And to-night, here in Plattville, he heard a voice he had waited for long,
one that his fickle memory told him he had never heard before. But,
listening, he knew better--he had heard it long ago, though when and how,
he did not know, as rich and true, and ineffably tender as now. He threw a
sop to his common sense. "Miss Sherwood is a little thing" (the image was
so surely tall) "with a bumpy forehead and spectacles," he said to
himself, "or else a provincial young lady with big eyes to pose at you."
Then he felt the ridiculousness of looking after his common sense on a
moonlight night in June; also, he knew that he lied.
The song had ceased, but the musician lingered, and the keys were touched
to plaintive harmonies new to him. He had come to Plattville before
"Cavalleria Rusticana" was sung at Rome, and now, entranced, he heard the
"Intermezzo" for the first time. Listening to this, he feared to move lest
he should wake from a summer-night's dream.
A ragged little shadow flitted down the path behind him, and from a
solitary apple-tree, standing like a lonely ghost in the middle of the
field, came the _woo_ of a screech owl--twice. It was answered--twice--
from a clump of elder-bushes that grew in a fence-corner fifty yards west
of the pasture bars. Then the barrel of a squirrel rifle issued, lifted
out of the white elder-blossoms, and lay along the fence. The music in the
house across the way ceased, and Harkless saw two white dresses come out
through the long parlor windows to the veranda.
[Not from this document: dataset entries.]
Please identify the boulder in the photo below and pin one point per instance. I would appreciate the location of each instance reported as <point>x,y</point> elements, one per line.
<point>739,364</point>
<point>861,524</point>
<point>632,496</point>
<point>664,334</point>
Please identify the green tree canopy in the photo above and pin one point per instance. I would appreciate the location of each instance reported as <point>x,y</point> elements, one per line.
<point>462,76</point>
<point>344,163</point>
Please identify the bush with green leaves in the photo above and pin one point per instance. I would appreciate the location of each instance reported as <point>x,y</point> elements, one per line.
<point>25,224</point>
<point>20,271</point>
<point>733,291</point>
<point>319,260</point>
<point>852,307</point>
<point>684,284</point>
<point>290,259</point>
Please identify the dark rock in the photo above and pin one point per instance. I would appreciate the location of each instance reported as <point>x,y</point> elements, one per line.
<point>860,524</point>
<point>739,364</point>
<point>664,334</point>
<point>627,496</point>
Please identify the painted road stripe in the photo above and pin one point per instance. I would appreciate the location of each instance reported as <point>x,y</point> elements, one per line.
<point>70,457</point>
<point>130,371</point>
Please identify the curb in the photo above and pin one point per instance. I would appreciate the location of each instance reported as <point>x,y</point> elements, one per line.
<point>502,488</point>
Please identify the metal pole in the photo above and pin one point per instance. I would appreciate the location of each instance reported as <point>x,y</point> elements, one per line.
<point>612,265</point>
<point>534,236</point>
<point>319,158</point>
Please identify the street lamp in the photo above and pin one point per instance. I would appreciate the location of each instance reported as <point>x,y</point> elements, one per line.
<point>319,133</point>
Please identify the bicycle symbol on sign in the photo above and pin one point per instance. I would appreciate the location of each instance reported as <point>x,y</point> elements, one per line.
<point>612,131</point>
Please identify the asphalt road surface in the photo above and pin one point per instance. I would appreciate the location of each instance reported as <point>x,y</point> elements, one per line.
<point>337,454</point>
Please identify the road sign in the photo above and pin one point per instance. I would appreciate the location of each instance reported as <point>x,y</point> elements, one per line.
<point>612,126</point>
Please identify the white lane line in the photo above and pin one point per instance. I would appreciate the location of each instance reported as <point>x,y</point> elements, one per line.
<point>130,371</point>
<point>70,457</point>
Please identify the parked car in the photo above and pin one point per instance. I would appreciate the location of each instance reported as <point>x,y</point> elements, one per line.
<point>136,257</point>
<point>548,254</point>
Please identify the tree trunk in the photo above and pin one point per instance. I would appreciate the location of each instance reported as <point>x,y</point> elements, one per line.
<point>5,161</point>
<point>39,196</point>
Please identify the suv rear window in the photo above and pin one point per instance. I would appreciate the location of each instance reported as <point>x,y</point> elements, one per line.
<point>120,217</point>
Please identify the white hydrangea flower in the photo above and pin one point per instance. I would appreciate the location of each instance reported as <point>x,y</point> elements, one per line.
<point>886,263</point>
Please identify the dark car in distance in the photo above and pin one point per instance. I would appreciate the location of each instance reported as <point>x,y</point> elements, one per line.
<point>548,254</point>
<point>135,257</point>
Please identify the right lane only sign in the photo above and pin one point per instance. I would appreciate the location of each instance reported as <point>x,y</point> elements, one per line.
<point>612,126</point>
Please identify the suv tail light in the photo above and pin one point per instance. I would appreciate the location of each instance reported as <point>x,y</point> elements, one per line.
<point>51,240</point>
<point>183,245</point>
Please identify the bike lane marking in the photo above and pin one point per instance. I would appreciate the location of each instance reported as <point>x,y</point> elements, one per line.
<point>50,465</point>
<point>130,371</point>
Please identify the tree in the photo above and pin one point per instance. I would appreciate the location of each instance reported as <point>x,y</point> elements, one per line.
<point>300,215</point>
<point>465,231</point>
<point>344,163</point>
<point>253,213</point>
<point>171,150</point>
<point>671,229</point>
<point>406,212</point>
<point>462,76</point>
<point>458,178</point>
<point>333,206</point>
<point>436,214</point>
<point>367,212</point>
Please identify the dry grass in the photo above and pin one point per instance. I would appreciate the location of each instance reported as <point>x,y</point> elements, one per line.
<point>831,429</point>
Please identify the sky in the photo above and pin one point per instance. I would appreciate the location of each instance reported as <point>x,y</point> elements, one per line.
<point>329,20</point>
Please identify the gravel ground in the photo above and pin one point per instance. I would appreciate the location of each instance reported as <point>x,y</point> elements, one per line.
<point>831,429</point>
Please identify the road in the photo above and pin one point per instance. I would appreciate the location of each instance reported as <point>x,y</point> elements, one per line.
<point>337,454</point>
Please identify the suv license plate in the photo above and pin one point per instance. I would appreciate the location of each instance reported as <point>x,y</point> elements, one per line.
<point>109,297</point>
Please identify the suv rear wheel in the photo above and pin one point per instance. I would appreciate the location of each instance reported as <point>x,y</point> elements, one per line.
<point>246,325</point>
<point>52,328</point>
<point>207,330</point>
"It will be cooler out here," came the voice of the singer clearly through
the quiet. "What a night!"
John vaulted the bars and started to cross the road. They saw him from the
veranda, and Miss Briscoe called to him in welcome. As his tall figure
stood out plainly in the bright light against the white dust, a streak of
fire leaped from the elder-blossoms and there rang out the sharp report of
a rifle. There were two screams from the veranda. One white figure ran
into the house. The other, a little one with a gauzy wrap streaming
behind, came flying out into the moonlight--straight to Harkless. There
was a second report; the rifle-shot was answered by a revolver. William
Todd had risen up, apparently from nowhere, and, kneeling by the pasture
bars, fired at the flash of the rifle.
"Jump fer the shadder, Mr. Harkless," he shouted; "he's in them elders,"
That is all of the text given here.